We’ve used the word “consumer” so consistently for so long that it’s become standard marketing speak. In effect it’s just a way of saying “people who buy stuff.” And since just about everybody buys stuff, it means “people.” We are all consumers.
Now try applying that notion to people back in the 1960s. Sure they bought stuff, but were they truly consumers? The definition doesn’t feel the same when you apply it to that era. You could say it’s because those consumers bought less than we do, or because they didn’t use brands to construct their personal sense of identity, or because buyers back then weren’t as marketing savvy as those today. All are true, but the difference is in the word “consume.”
The dictionary notes today’s marketing angles of the word consume (“to utilize as a customer”; “to utilize economic goods”), but it also incorporates what the word meant long ago and still means: “to spend wastefully”; “to eat or drink, especially in great quantity”; “to waste or burn away.” Think: resource depletion, landfills, globesity, bling, economic crisis.
The question now, as consumers cut back on consumption, is whether the economic crisis will put a definitive end to the uber-consumer mind-set. There is disgust with indulgence, bling, things that glitter—except with images and messages of romance and enduring values.

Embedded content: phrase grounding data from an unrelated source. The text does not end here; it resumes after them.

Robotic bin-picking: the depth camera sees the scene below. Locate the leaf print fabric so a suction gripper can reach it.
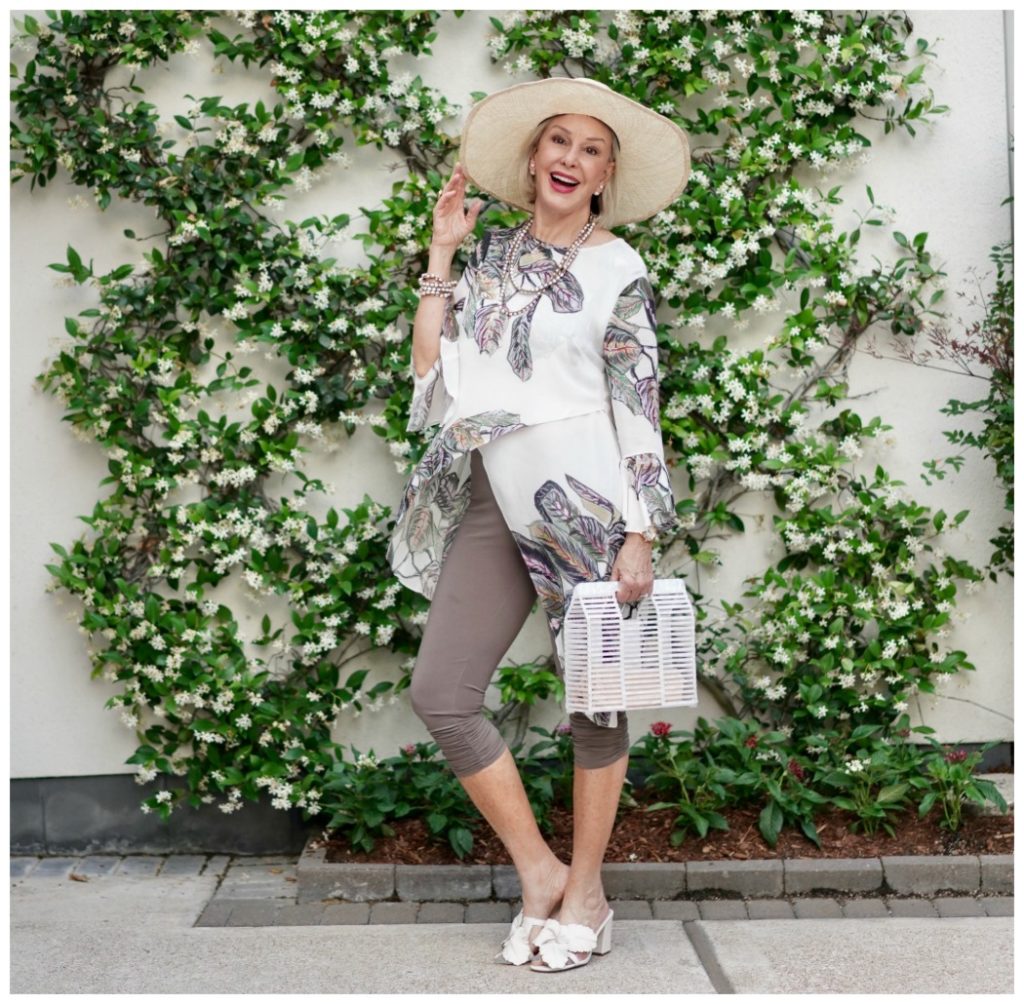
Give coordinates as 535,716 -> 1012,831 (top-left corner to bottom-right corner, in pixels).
388,227 -> 675,725
603,276 -> 676,533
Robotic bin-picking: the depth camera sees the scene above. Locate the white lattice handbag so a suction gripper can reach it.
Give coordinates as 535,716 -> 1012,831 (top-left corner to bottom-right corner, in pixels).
563,579 -> 697,714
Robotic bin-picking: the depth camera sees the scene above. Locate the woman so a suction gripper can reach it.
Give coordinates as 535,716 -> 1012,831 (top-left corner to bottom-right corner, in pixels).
388,78 -> 689,972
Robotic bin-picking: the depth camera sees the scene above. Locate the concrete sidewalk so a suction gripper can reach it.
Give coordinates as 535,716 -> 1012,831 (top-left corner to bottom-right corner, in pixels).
10,859 -> 1013,994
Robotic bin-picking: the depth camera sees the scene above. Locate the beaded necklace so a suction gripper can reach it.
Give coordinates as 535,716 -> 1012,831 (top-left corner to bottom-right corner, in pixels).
500,213 -> 597,320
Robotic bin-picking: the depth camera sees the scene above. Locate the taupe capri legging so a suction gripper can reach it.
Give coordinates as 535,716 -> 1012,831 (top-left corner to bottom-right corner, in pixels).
410,450 -> 629,777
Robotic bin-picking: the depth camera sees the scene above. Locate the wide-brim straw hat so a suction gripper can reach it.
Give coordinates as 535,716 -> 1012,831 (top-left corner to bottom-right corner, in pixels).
459,77 -> 690,227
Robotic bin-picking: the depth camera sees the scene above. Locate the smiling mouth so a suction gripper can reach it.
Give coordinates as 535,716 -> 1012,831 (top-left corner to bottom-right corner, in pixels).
548,174 -> 580,193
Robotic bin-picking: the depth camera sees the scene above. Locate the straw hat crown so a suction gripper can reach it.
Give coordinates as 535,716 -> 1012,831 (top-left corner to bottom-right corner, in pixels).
459,77 -> 690,227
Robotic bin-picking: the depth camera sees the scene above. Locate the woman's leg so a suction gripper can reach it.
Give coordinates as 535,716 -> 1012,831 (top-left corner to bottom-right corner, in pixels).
549,628 -> 630,942
410,450 -> 568,934
557,745 -> 630,928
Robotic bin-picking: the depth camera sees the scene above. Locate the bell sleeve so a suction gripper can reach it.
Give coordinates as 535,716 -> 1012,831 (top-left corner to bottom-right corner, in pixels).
406,271 -> 469,432
603,274 -> 676,533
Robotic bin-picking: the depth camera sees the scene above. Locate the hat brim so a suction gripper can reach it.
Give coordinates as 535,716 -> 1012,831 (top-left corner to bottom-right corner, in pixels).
459,77 -> 690,226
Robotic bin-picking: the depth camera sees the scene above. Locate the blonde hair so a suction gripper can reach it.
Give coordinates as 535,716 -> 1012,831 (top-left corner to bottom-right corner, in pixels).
519,115 -> 618,226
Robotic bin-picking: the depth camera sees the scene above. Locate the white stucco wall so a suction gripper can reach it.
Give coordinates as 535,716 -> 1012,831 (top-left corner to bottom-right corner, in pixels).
10,10 -> 1013,778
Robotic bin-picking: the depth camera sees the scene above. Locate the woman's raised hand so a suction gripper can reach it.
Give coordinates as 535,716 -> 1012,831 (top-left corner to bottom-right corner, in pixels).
430,162 -> 483,250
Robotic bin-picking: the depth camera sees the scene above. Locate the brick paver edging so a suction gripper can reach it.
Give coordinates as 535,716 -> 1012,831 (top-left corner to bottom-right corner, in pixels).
296,838 -> 1014,904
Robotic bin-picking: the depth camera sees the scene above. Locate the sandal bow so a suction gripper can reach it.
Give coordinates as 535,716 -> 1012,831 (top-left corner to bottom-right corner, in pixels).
535,917 -> 597,969
495,910 -> 545,966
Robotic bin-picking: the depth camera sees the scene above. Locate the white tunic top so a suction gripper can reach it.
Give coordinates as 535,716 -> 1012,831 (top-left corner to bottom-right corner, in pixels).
388,228 -> 675,726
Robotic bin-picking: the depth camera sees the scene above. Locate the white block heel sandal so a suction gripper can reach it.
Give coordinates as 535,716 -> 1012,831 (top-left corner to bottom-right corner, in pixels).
529,907 -> 614,972
495,910 -> 546,966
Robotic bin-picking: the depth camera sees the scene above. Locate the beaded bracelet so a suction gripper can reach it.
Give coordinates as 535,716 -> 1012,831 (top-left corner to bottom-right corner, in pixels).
419,271 -> 459,296
419,283 -> 452,296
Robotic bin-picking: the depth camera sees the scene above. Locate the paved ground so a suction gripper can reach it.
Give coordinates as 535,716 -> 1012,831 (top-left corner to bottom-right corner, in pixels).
10,854 -> 1013,994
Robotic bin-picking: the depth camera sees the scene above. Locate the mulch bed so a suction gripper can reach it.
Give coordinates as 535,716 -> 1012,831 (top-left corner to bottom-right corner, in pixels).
317,774 -> 1014,865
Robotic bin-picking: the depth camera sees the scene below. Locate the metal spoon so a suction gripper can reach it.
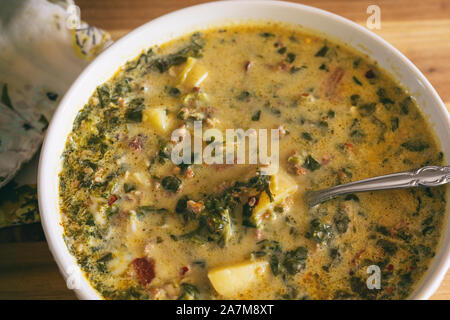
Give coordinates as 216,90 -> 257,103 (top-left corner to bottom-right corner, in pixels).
305,166 -> 450,207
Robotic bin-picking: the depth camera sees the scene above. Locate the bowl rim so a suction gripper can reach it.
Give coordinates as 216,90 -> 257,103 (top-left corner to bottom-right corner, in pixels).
38,0 -> 450,299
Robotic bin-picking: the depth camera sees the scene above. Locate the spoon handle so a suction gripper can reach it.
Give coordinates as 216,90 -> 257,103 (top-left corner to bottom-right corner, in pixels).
306,166 -> 450,207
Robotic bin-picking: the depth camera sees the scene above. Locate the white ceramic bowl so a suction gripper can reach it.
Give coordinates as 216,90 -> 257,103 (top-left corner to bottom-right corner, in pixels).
38,1 -> 450,299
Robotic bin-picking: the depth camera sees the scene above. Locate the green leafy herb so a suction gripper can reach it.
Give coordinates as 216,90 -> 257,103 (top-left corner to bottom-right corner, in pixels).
314,46 -> 328,57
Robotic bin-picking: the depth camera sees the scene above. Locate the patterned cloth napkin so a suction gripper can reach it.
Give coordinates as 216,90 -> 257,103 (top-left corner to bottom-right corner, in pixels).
0,0 -> 112,228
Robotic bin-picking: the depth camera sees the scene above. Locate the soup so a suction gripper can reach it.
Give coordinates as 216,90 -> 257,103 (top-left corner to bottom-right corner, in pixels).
60,22 -> 445,299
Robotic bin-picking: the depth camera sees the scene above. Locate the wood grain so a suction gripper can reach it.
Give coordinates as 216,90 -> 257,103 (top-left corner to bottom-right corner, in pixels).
0,0 -> 450,300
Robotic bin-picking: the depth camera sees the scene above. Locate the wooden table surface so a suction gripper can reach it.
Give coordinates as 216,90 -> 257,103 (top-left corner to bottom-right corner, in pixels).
0,0 -> 450,300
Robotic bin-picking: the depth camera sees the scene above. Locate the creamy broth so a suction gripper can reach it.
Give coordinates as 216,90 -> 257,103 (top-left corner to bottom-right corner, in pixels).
60,23 -> 445,299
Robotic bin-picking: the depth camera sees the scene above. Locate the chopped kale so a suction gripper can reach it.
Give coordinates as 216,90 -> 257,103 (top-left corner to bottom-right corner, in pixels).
402,140 -> 430,152
314,46 -> 328,57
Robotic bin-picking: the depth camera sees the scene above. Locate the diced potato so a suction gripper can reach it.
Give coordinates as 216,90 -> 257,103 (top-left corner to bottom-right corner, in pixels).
252,170 -> 298,227
208,261 -> 268,298
143,107 -> 169,132
178,57 -> 208,88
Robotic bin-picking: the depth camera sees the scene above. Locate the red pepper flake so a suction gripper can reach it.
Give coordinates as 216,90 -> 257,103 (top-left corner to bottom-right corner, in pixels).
181,266 -> 189,276
344,142 -> 353,149
128,135 -> 142,151
244,61 -> 252,72
365,69 -> 375,79
131,258 -> 155,286
108,194 -> 118,206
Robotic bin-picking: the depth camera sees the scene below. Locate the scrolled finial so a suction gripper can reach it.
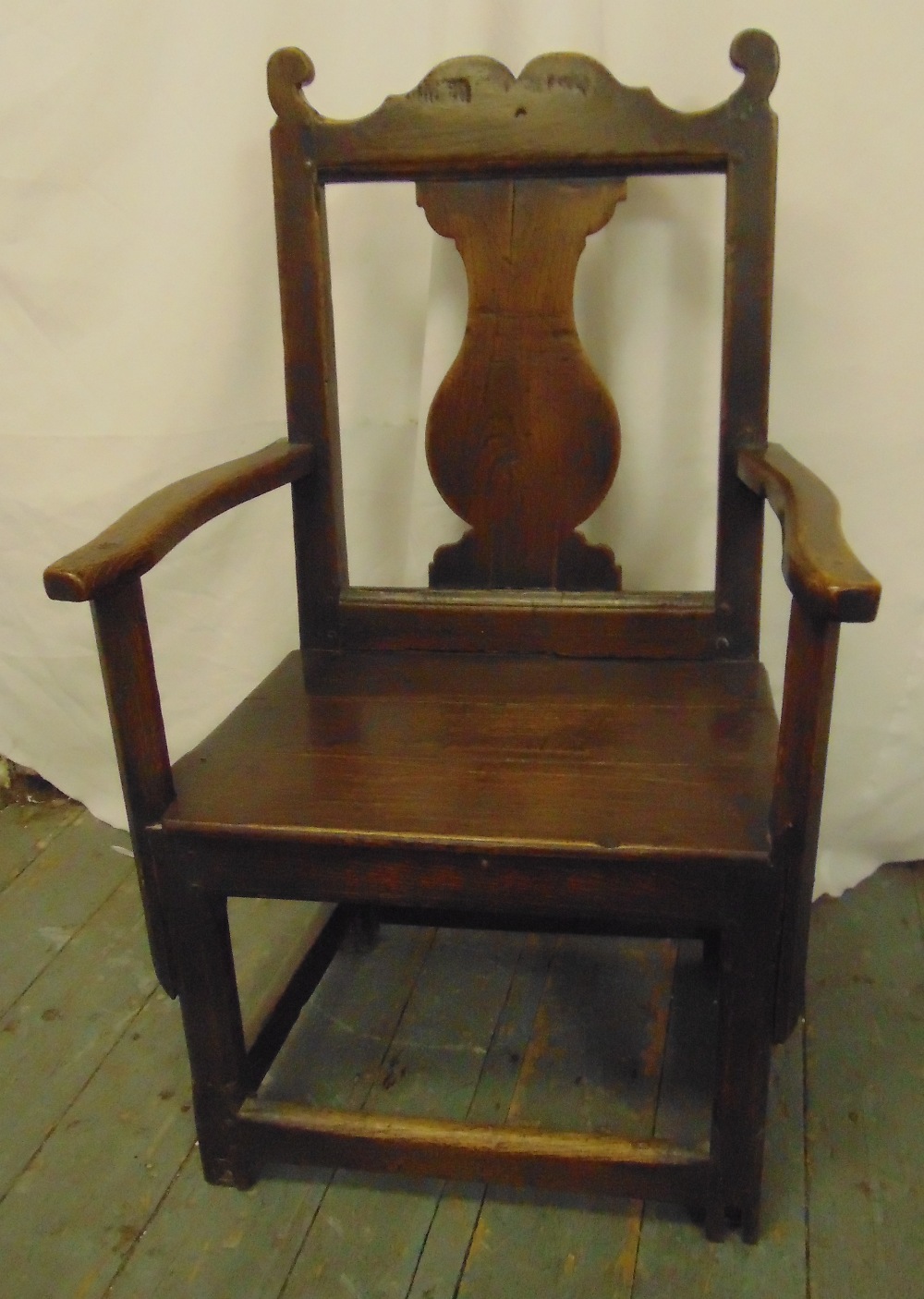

The notion of what it takes to be part of a community is becoming a lot more modest—not lavish. Everybody from MAC to Wal-Mart to Pepsi to McDonald’s can benefit from that. All seem to care about the community, to give back and are not ostentatious. Our propensity to keep trading up our homes, cars, computers is probably going to be wiped out.
When the dust settles, will tomorrow’s buyers still be consumers, or will we have to coin something completely new?